The problem co-funding solves
A senior-led rebuild of a mid-market SaaS tool — job scheduling, CRM, project management, HR onboarding — costs between £35,000 and £60,000 in engineering and product time. That number stops most SMBs immediately. The comparison to a monthly SaaS bill looks unfavourable on a short time horizon, even when the five-year maths clearly favours the build. Co-funding reframes the calculation. Instead of one company absorbing the full build cost, a cohort of approximately five companies — each facing the same tool, the same per-seat bill, the same frustration with features they do not use — each contribute a founding share. The individual cost drops to £7,000–£12,000. At that level the crossover with the SaaS bill typically arrives before the end of year one.
Who are the founding five?
Founding cohort members share a core use case, not necessarily a vertical. The requirement is that five companies all need approximately the same features from the same category of tool — field-service management, recruitment tracking, client onboarding, internal ticketing, and so on. They do not have to be in the same industry. A facilities-management contractor and a lift-maintenance firm might both need the same job-scheduling and invoice workflow, even though one considers itself property services and the other engineering. They do not compete: a founding-five cohort is not a consortium of rivals. The shared system serves each company's private data on its own isolated instance; co-founders never see each other's data.

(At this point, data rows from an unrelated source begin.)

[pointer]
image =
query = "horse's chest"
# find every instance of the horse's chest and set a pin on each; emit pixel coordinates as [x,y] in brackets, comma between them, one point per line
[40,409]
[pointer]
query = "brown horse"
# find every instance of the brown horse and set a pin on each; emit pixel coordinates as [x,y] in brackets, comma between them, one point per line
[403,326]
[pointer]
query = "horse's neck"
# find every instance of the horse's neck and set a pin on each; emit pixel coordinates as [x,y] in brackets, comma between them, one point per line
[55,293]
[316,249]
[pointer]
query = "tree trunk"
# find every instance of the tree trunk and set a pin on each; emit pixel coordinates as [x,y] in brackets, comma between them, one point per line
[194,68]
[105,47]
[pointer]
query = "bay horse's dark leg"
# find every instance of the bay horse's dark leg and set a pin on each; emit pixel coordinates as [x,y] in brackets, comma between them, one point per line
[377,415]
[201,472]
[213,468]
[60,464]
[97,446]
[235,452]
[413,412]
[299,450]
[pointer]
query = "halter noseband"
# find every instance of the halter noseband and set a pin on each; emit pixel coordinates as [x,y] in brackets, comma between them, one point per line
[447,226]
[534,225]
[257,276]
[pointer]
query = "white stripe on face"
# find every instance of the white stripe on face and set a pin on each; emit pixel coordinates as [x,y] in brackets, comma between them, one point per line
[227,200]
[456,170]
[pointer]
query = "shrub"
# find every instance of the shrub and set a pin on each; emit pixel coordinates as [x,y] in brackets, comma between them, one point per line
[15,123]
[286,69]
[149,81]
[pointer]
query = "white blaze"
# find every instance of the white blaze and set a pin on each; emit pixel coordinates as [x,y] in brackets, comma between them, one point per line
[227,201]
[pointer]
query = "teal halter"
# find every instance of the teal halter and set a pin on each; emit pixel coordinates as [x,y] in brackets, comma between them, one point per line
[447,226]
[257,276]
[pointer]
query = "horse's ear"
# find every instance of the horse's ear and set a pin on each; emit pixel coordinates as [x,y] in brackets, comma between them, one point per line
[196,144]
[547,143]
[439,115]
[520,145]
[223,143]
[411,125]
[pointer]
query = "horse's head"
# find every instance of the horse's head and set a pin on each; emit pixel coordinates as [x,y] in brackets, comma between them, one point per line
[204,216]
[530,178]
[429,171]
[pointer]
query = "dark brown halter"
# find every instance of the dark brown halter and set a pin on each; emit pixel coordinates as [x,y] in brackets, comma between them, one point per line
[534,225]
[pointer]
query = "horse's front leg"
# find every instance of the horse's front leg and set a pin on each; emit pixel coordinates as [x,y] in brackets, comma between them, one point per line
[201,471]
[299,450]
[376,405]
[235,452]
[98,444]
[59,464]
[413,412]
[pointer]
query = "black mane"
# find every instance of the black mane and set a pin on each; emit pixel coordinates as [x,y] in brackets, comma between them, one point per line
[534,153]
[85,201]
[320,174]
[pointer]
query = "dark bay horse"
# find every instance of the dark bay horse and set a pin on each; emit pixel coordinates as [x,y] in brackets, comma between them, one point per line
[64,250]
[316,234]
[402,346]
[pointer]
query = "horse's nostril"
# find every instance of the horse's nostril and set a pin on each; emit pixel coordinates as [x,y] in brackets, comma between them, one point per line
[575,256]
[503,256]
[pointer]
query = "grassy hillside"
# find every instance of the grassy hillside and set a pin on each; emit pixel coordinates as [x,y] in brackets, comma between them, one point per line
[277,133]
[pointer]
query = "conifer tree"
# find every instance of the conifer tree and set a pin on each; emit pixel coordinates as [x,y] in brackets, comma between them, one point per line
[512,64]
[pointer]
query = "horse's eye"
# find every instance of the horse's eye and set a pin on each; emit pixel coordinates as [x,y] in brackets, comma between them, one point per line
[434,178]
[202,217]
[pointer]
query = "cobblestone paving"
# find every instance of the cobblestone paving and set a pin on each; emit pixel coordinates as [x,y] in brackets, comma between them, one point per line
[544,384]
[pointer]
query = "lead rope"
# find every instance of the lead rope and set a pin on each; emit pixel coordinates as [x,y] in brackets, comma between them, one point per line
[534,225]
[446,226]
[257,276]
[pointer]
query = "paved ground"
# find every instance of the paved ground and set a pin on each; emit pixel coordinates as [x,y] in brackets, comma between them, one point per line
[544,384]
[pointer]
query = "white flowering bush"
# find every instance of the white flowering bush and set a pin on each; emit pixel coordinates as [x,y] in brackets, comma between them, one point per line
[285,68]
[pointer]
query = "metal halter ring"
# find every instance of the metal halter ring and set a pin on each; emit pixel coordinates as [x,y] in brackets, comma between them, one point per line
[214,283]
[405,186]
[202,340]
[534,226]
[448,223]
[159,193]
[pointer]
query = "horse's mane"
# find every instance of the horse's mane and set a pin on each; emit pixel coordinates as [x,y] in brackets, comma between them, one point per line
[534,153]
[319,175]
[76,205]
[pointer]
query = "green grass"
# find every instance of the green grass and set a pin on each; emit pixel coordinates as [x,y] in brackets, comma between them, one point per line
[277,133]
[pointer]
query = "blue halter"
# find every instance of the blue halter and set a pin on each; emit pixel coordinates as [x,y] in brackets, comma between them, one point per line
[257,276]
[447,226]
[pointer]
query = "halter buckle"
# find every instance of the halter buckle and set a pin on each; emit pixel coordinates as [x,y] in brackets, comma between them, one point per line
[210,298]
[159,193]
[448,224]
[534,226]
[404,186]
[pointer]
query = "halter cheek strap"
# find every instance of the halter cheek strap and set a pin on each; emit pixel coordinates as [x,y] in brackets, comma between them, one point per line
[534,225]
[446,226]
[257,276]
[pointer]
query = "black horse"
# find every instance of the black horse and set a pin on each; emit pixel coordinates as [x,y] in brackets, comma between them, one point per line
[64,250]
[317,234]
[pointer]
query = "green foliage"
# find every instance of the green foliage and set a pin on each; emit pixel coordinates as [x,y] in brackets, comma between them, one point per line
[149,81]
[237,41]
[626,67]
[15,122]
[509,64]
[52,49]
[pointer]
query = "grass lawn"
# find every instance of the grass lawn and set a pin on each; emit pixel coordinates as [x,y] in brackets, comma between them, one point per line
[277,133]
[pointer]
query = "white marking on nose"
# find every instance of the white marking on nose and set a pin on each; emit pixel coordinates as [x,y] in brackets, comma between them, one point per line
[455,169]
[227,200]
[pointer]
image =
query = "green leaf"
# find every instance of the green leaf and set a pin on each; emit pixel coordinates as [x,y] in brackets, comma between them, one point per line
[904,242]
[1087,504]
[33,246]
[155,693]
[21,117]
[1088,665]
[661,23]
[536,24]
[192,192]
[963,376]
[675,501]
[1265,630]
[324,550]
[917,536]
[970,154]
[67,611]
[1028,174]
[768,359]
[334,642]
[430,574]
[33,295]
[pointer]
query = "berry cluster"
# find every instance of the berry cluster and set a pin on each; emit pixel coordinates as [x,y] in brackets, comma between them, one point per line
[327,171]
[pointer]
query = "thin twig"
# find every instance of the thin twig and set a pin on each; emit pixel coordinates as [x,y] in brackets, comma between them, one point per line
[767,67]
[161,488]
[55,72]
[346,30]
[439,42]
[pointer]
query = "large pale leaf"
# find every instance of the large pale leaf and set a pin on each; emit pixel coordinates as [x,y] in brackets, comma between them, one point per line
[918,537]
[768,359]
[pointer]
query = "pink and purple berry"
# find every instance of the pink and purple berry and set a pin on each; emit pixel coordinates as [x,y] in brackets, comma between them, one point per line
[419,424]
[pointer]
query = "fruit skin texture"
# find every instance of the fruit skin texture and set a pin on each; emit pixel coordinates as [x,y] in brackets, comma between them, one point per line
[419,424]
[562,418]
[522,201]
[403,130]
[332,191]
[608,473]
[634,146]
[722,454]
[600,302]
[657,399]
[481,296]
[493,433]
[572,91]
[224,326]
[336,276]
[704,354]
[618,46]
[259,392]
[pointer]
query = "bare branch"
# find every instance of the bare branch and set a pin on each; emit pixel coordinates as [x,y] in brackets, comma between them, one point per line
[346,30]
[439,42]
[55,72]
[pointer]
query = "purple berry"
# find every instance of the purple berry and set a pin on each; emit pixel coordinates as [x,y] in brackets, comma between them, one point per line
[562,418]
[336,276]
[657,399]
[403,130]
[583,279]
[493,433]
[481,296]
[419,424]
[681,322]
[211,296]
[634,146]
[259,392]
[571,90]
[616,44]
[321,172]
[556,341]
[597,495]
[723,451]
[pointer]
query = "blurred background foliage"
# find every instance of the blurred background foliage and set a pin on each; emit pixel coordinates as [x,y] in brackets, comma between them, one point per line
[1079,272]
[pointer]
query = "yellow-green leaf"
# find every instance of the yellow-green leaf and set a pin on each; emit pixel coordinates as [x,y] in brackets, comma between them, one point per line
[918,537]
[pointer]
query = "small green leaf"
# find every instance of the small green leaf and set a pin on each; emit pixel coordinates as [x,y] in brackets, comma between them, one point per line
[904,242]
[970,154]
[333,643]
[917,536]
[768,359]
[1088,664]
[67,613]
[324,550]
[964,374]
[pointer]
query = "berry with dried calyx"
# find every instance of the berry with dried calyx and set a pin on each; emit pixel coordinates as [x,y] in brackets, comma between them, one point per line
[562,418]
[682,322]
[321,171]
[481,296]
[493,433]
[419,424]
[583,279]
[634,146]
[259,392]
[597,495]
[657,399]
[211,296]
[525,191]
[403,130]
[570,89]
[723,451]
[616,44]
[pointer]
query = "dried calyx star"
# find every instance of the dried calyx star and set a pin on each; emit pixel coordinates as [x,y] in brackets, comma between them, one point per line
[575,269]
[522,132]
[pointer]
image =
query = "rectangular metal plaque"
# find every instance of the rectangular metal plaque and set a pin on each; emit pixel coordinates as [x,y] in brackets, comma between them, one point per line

What founders get that late joiners don't
Founding-five members negotiate terms that later customers cannot access. The annual fee is locked for ten years — no price increases regardless of how the market moves or how many users you add. Founders also have direct input on the roadmap: the first release is built around the workflows the founding cohort actually uses, not a hypothetical average user. Most distinctively, founders receive a 5% revenue share on the licence fee of every new customer who joins the platform after go-live. That share continues until the founding member has received back 50% of their original build contribution. On a cohort of fifteen new customers paying £3,000 per year each, five founders each earn back approximately £2,250 per year — meaning a £8,000 build contribution is roughly half-repaid in under four years.
How late joiners work
After go-live, the platform is open to additional companies — late joiners — who pay an entry fee plus the standard annual licence. The entry fee compensates the founding cohort for having taken the early risk and done the design work. Late joiners get the same isolated-instance model, the same flat fee structure, and the same ongoing maintenance and hosting. They do not get the locked ten-year price (their fee is reviewed every two to three years), and they do not receive the revenue share. They also do not get to shape the roadmap retroactively: they inherit the version the founding five built. The platform continues to evolve — Rollout IT ships improvements that benefit all instances — but the core design reflects the founding cohort's priorities.
The cohort formation process
Founding-five members do not have to find each other. Rollout IT matches them from the existing lead pipeline — companies that have already expressed interest in replacing the same category of tool. The process works as follows: a company books a scoping call and describes the tool they want to replace; Rollout IT maps the features, produces a build estimate, and identifies how many other leads have expressed interest in the same tool. Once sufficient founding interest exists (typically four to six companies), Rollout IT facilitates a cohort formation call where terms are agreed. From that point, the build starts. The matching process typically takes four to eight weeks. Companies do not share commercial information with each other; Rollout IT holds the relationships separately.
The numbers
A concrete example makes the model tangible. Suppose the tool is a field-service management platform. Estimated build cost: £40,000. Founding cohort: five companies. Each founder contributes £8,000 and pays £3,000 per year thereafter. After go-live, fifteen new companies join as late joiners over three years, each paying £3,000 per year. The 5% revenue share per founder on those fifteen customers: 5% x £3,000 x 15 = £2,250 per year. After roughly three-and-a-half years, each founding member has received back £7,875 — close to their full build contribution. Meanwhile their annual SaaS bill for the equivalent tool would have compounded to well above £3,000 by the same point. The founding-five model is not charity: it is a structured early-adopter incentive that benefits everyone who moves first.